この時代は、仏教がめざましく布教される時でもあり、大陸の文化摂取の時でもあります。
聖徳太子が亡くなられたのは621年。世を去られた時、昔偉い人はお妃をたくさん可愛がっていられたのですが、その中でも特に愛しんでおられた「橘大郎女」という方がいます。
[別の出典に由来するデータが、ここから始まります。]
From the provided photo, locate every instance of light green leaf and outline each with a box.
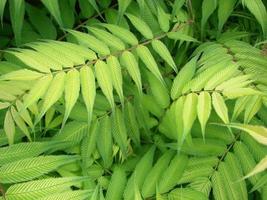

この女性が推古天皇にお願いして、「仏教を今日まで広めたのは聖徳太子のお蔭ですから、聖徳太子が極楽往生なされるように、曼陀羅をお作りしたい」というので作られたのが、今中宮寺に遺っている、国宝の「天寿国繍帳」です。
推古天皇は大郎女の願いを殊の他喜ばれて、太子に仕えていた女官たち、釆女たちに命じられて出来上ったわけです。
中沢和裁師範学舎は、下記の日程でお休みいたします。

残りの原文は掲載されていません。